Is Patient Privacy Already Passé?

Related articles

Imagine you are unexpectedly admitted to the hospital for an urgent medical condition -not something for which there is an alternate option. Let’s assume you are conscious, anxious and in tremendous pain as you quickly complete the admitting paperwork to expedite the situation. Because your attention is focused on your own survival and preoccupied by the many what ifs, you might have missed that unless you expressly opt-out you have passively consented to permit your protected health information (PHI) to be used in wealth strategy programs by the health system’s fundraising apparatus.

The information revealed to this staff, includes:

“Permitted Fundraising PHI:

1. Patient demographics including name, address, contact information including phone number and email address, age, gender and date of birth;

2. Dates of service;

3. Department of service (meaning information about general department of treatment such as cardiology, oncology that do not indicate a more specific type of diagnosis, nature of services or treatment received by the patient);

4. Treating physician name;

5. Outcome information (such as death or other sub-optimal results and may only be used to screen or exclude patient families from receiving fundraising communications) ; and,

6. Health insurance status (not defined in the Privacy Rule, but interpreted to mean whether patient is insured and type of insurance).”

A 2013 federal law change enabled this ability to expand access to personal details on patients. A recent NY Times piece more extensively addresses its impact:

“Many hospitals conduct nightly wealth screenings — using software that culls public data such as property records, contributions to political campaigns and other charities — to gauge which patients are most likely to be the source of large donations.

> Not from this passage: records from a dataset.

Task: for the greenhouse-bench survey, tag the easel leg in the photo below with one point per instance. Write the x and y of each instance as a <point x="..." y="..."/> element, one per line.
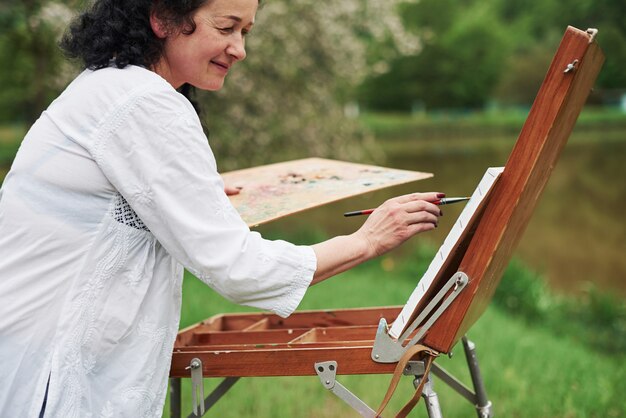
<point x="430" y="398"/>
<point x="175" y="399"/>
<point x="483" y="405"/>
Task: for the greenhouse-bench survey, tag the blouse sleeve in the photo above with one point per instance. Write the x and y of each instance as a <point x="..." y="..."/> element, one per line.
<point x="154" y="152"/>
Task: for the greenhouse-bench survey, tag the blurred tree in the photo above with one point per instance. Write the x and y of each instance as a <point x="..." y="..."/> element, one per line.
<point x="33" y="71"/>
<point x="459" y="65"/>
<point x="494" y="49"/>
<point x="285" y="100"/>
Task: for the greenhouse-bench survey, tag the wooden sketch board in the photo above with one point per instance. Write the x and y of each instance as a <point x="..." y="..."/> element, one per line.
<point x="484" y="255"/>
<point x="277" y="190"/>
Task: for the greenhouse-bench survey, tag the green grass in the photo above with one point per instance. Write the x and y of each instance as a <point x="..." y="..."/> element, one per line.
<point x="10" y="139"/>
<point x="530" y="369"/>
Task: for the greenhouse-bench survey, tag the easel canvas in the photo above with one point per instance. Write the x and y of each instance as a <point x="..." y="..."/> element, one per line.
<point x="265" y="345"/>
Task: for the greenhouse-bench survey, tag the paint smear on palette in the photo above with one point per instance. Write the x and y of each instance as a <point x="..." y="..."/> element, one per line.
<point x="273" y="191"/>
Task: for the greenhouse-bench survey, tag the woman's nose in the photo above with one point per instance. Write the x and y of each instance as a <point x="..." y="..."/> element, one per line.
<point x="237" y="48"/>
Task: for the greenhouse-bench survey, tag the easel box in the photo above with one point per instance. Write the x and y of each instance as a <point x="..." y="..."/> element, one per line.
<point x="482" y="255"/>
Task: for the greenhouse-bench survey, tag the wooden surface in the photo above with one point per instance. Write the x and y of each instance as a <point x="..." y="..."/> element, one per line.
<point x="547" y="128"/>
<point x="273" y="191"/>
<point x="263" y="344"/>
<point x="266" y="345"/>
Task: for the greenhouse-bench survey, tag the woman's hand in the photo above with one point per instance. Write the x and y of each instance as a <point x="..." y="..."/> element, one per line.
<point x="398" y="219"/>
<point x="388" y="226"/>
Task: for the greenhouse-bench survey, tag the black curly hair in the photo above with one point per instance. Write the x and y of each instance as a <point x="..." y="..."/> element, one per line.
<point x="118" y="32"/>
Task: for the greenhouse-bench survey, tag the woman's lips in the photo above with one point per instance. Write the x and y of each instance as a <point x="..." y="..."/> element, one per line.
<point x="221" y="66"/>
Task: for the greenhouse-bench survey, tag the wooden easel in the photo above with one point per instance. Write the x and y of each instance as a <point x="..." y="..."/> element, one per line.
<point x="349" y="341"/>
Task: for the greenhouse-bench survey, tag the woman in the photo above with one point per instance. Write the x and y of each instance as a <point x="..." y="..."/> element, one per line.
<point x="114" y="190"/>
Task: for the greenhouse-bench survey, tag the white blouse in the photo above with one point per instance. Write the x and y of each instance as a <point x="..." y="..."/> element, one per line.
<point x="113" y="191"/>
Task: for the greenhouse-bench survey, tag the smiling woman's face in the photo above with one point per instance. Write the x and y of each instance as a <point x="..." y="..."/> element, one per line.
<point x="204" y="57"/>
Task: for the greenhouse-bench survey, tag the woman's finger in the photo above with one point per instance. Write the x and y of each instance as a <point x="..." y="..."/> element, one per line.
<point x="430" y="197"/>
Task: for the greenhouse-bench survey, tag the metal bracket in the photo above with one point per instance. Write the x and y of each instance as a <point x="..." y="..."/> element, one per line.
<point x="593" y="32"/>
<point x="327" y="372"/>
<point x="197" y="386"/>
<point x="570" y="67"/>
<point x="389" y="350"/>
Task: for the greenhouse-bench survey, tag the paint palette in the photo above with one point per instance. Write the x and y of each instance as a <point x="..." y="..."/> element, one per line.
<point x="273" y="191"/>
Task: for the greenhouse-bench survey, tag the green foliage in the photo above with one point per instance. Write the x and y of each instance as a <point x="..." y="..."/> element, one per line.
<point x="597" y="319"/>
<point x="33" y="71"/>
<point x="528" y="369"/>
<point x="495" y="51"/>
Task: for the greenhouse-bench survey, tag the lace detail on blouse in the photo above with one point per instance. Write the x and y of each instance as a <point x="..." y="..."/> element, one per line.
<point x="124" y="214"/>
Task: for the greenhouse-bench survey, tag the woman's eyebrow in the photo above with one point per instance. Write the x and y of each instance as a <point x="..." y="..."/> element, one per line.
<point x="232" y="17"/>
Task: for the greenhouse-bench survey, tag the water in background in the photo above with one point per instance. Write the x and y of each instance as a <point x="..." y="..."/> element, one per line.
<point x="577" y="235"/>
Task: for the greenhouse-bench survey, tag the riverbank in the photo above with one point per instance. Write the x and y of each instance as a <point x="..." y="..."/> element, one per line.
<point x="530" y="368"/>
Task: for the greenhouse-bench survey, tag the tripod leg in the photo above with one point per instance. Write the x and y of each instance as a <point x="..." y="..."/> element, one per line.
<point x="483" y="405"/>
<point x="175" y="400"/>
<point x="430" y="398"/>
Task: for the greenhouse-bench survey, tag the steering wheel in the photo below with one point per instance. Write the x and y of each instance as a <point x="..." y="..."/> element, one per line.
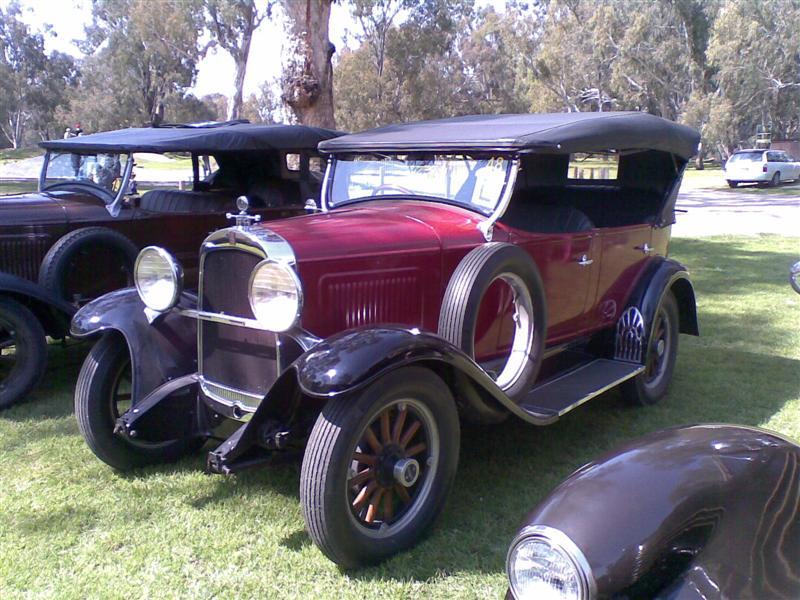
<point x="388" y="186"/>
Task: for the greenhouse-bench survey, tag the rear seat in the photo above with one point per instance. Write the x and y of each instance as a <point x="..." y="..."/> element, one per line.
<point x="178" y="201"/>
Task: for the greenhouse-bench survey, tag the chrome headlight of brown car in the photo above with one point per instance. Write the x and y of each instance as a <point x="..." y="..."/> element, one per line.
<point x="158" y="278"/>
<point x="276" y="296"/>
<point x="543" y="563"/>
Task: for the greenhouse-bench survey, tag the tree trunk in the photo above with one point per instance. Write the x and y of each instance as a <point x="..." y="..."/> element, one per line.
<point x="307" y="79"/>
<point x="240" y="58"/>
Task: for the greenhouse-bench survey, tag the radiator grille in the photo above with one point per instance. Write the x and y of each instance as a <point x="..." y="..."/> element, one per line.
<point x="237" y="359"/>
<point x="370" y="298"/>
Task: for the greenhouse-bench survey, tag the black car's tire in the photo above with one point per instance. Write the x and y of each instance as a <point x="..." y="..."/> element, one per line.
<point x="59" y="262"/>
<point x="21" y="370"/>
<point x="459" y="313"/>
<point x="355" y="511"/>
<point x="99" y="395"/>
<point x="652" y="384"/>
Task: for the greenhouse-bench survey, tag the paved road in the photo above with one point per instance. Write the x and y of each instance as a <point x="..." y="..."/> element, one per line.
<point x="717" y="212"/>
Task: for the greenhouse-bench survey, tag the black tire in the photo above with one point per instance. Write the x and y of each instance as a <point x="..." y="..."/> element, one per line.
<point x="98" y="243"/>
<point x="97" y="397"/>
<point x="23" y="351"/>
<point x="340" y="527"/>
<point x="470" y="281"/>
<point x="652" y="384"/>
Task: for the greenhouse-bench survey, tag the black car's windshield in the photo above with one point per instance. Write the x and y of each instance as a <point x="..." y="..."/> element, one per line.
<point x="100" y="170"/>
<point x="473" y="182"/>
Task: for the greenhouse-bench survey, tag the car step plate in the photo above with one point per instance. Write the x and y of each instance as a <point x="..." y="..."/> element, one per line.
<point x="560" y="394"/>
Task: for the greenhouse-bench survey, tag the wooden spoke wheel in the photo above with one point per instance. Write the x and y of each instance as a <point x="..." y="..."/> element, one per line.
<point x="662" y="350"/>
<point x="379" y="465"/>
<point x="392" y="465"/>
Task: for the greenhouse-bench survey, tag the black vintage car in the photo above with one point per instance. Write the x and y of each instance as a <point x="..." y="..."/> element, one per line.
<point x="78" y="236"/>
<point x="706" y="512"/>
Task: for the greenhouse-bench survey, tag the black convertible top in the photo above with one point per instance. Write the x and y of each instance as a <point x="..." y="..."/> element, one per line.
<point x="554" y="133"/>
<point x="235" y="136"/>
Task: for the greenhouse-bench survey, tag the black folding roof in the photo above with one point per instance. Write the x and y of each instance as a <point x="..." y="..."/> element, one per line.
<point x="547" y="132"/>
<point x="204" y="138"/>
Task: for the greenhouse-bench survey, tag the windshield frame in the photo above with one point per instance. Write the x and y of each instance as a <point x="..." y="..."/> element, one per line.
<point x="113" y="203"/>
<point x="510" y="176"/>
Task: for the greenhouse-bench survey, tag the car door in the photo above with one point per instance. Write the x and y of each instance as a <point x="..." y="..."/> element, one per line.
<point x="568" y="265"/>
<point x="623" y="253"/>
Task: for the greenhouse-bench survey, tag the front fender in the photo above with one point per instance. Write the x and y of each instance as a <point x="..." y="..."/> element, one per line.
<point x="52" y="311"/>
<point x="652" y="515"/>
<point x="160" y="351"/>
<point x="349" y="361"/>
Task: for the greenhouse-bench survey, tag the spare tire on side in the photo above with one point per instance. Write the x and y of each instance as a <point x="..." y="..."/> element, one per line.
<point x="458" y="318"/>
<point x="88" y="262"/>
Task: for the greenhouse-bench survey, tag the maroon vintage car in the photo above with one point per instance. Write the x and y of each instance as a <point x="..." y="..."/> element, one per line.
<point x="474" y="267"/>
<point x="78" y="236"/>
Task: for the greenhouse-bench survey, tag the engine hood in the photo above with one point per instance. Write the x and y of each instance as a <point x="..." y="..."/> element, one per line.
<point x="31" y="209"/>
<point x="377" y="229"/>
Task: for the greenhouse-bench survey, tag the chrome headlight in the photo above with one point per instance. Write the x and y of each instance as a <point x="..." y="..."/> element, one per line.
<point x="543" y="563"/>
<point x="794" y="276"/>
<point x="158" y="278"/>
<point x="275" y="295"/>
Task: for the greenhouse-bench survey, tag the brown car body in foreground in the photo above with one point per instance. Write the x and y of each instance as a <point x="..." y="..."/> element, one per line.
<point x="705" y="511"/>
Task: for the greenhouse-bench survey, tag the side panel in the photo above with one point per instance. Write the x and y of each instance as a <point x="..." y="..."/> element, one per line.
<point x="160" y="351"/>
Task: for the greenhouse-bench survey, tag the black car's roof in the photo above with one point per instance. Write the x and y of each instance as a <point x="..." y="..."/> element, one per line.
<point x="206" y="138"/>
<point x="546" y="132"/>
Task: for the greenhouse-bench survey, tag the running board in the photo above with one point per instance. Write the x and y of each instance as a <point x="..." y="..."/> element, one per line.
<point x="557" y="396"/>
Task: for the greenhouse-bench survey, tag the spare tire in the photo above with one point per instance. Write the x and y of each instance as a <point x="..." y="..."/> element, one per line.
<point x="458" y="318"/>
<point x="87" y="263"/>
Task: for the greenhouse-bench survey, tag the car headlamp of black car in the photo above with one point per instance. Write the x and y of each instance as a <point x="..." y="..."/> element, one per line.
<point x="276" y="296"/>
<point x="158" y="278"/>
<point x="543" y="563"/>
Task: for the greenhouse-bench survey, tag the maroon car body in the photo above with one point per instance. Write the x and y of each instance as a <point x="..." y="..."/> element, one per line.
<point x="474" y="267"/>
<point x="78" y="236"/>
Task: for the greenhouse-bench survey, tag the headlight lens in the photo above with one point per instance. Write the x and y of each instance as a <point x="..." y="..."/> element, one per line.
<point x="275" y="295"/>
<point x="158" y="278"/>
<point x="544" y="564"/>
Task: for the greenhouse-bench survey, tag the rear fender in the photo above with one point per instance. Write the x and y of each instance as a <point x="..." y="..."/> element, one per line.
<point x="665" y="274"/>
<point x="160" y="351"/>
<point x="53" y="312"/>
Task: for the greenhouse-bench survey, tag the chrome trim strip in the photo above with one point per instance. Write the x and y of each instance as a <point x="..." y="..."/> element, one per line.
<point x="561" y="540"/>
<point x="487" y="227"/>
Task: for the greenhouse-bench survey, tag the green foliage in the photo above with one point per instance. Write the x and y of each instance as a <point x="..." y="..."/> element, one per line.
<point x="141" y="56"/>
<point x="74" y="529"/>
<point x="34" y="82"/>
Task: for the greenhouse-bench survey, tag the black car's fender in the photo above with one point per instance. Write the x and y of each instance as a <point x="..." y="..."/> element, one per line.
<point x="53" y="312"/>
<point x="349" y="361"/>
<point x="160" y="351"/>
<point x="701" y="511"/>
<point x="660" y="276"/>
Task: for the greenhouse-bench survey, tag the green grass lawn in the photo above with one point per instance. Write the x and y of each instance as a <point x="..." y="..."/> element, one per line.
<point x="72" y="528"/>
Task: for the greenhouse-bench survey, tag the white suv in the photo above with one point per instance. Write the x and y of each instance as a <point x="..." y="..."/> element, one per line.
<point x="761" y="166"/>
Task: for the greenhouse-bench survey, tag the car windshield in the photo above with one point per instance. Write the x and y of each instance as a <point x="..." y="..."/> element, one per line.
<point x="746" y="156"/>
<point x="102" y="171"/>
<point x="476" y="183"/>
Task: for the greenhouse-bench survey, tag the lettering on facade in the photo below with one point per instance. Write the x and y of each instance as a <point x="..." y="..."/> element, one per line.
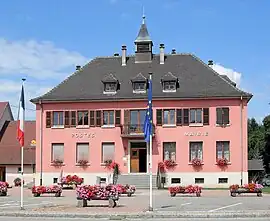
<point x="196" y="133"/>
<point x="83" y="135"/>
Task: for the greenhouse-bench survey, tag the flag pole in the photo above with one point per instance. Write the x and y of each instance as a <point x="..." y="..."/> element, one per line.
<point x="150" y="159"/>
<point x="22" y="159"/>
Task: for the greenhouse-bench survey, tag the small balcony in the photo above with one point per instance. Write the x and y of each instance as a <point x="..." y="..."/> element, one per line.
<point x="134" y="130"/>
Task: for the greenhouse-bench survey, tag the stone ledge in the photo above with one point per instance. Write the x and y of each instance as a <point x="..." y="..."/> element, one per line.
<point x="144" y="215"/>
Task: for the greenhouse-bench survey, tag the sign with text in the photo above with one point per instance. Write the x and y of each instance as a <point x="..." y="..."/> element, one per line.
<point x="196" y="134"/>
<point x="83" y="135"/>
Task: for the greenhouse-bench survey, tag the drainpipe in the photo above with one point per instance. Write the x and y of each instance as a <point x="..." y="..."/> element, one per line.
<point x="41" y="141"/>
<point x="241" y="137"/>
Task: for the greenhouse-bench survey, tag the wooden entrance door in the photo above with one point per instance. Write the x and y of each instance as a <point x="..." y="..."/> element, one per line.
<point x="134" y="160"/>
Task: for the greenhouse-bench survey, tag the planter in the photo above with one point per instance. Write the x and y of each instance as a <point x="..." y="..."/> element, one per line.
<point x="127" y="189"/>
<point x="185" y="190"/>
<point x="3" y="188"/>
<point x="87" y="193"/>
<point x="38" y="190"/>
<point x="247" y="188"/>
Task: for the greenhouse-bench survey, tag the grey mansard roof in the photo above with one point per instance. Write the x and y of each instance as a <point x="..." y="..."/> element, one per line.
<point x="196" y="80"/>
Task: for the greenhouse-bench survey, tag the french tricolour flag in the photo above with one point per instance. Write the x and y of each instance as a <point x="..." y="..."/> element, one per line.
<point x="20" y="129"/>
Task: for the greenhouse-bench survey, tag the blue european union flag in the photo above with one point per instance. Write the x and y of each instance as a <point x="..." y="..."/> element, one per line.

Those who seem promising targets for fund-raising may receive a visit from a hospital executive in their rooms, as well as extra amenities like a bathrobe or a nicer waiting area for their families.

Some hospitals train doctors and nurses to identify patients who have expressed gratitude for their care, and then put the patients in touch with staff fund-raisers.”

Though there are supposed safeguards not to place an undue burden on patients to opt-out or decline participation, this active measure in itself appears to place an unnecessary burden on patients seeking medical care. The fact physicians are uneasy about such intrusions into the doctor-patient relationship is also no surprise given their role is to treat patients not influence donor pools. The conflicts abound.

Additionally, lack of overall patient awareness about such policies and lack of control over whether their donation would even go to the division or doctor requested only fosters greater distrust. Despite their problematic nature, these “grateful patient” programs and “wealth screenings” are only expanding in their use by health systems. And, despite the permitted PHI, it is enough information to work back to a diagnosis and reveal a hospital admission when an individual may otherwise wish to keep that private.

As it is, there are companies with established digital geofencing around hospital perimeters who can capture entry of a mobile phone onto the premises. In so doing, they initiate a cascade of events that allows marketing agencies hired by personal injury law firms, for example, to solicit patients directly with ads to their phone (while still in the ER). Though these ads can be cast while in a clinic or other medical locale, the system is sparked by arrival to the emergency room. To learn more about how the states are playing catch up and creatively using consumer protection laws, read here.

Healthcare delivery is unique. There is no other option for a patient than an emergency room (ER) when undergoing a medically urgent or life-threatening event. Since when did it become acceptable to chip away at the expectation of privacy during people’s most vulnerable of experiences? When they are most defenseless? Fundamental tenets of bioethics and the sanctity of the doctor-patient relationship are being further and further eroded. Compliance and seeking appropriate medical care are rooted in preservation of these principles.

The examples are everywhere. The promise of and society’s obsession with Big Data are transforming patient privacy, bioethical principles of personal autonomy and freedom from coercion into relics.